What are the responsibilities and job description for the Principal Data Architect - Bethesda, MD (Weekly 3 days onsite) position at APEX IT Services?
Hi,
we are immediately looking for Principal Data Architect _ Bethesda, MD (Weekly 3 days onsite) with one of our direct clients. if you are interested or know someone who is looking for projects, please respond with resume
Position: Principal Data Architect (Historical Data Migration)
Location: Bethesda, MD (Weekly 3 days onsite)
Job Description:
- Lead solution architecture and technical governance for a large-scale historical data migration (3B records) from DB2 to Salesforce using a PostgreSQL staging/ETL layer.
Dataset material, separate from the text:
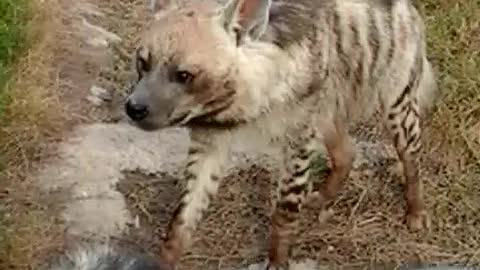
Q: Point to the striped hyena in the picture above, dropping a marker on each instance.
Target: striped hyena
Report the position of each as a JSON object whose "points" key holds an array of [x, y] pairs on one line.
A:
{"points": [[300, 72]]}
Own end-to-end migration strategy, scalability/performance design, data quality and reconciliation, and phased (throttled) capability activation with incremental delta loads to enable reliable, auditable Production cutover.
Key Responsibilities
- Define target-state data architecture (DB2 -> PostgreSQL -> Salesforce): canonical models, transformation patterns, lineage, and reconciliation controls.
- Design and govern high-volume migration execution: partitioning, parallelization, tuning, runtime scalability, and environment alignment.
- Own phased activation and delta load strategy: sequencing/dependencies, CDC or watermarking, micro-batching, replay/backfill, and idempotent loading into Salesforce.
- Establish quality, resiliency, and governance: validation rules, error/quarantine handling, duplicate/survivorship rules, audit evidence, and ARB/Design reviews.
- Partner across Product, Salesforce, ETL/Integration, and Release teams, mentor engineers, produce HLD/LLD, mappings, runbooks, and operational dashboards.
Qualifications
- Years in data architecture/engineering, leading large-scale migrations (hundreds of millions to billions of records) from legacy/mainframe sources (e.g., DB2) to cloud/SaaS targets.
- Strong SQL PostgreSQL (staging/ETL persistence): schema design, partitioning, bulk loading, tuning, and operational rigor (HA/DR/backup, auditability, reconciliation).
- Delta/incremental load design (CDC/watermarking, micro-batching), with idempotent processing and replay/backfill strategies.
- Salesforce data loading at scale: object modeling, external IDs, load sequencing, Bulk API patterns, and governor/locking constraints.
- Data quality, de-duplication, and survivorship frameworks for customer/transaction domains; strong validation and reconciliation patterns.
- Cloud experience on AWS supporting large-scale data platforms/migration factories (e.g., S3, RDS/Aurora PostgreSQL, Glue, EMR/Spark, Lambda/Step Functions, IAM/KMS, CloudWatch).
Large-Volume Source-to-Target Data Validation (At Scale)
- Define end-to-end reconciliation (DB2 -> PostgreSQL -> Salesforce): count/control totals (e.g., financial/points), tolerances, and sign-off thresholds.
- Implement scalable integrity checks: partition-level hashing/checksums, stratified sampling, and distribution/edge-case validation.
- Operationalize quality and auditability: rule-based validations, automated quarantine/exception workflows, lineage (batch/run IDs, manifests, watermarks), and dashboarded reporting.
- Account for Salesforce constraints: external ID unique/idempotency, lock/contention monitoring, and relationship verification post-load.
Additional Details
- Nice to have Qualifications: Salesforce certifications (Data/Application Architect), MuleSoft experience, and migration factory governance. Deliverables (First 60-90 Days): Approved migration architecture/design, phased activation strategy, and operational readiness package.
- Success Measures: Repeatable automated migration runs, meeting throughput windows within Salesforce limits, and operational stability in production.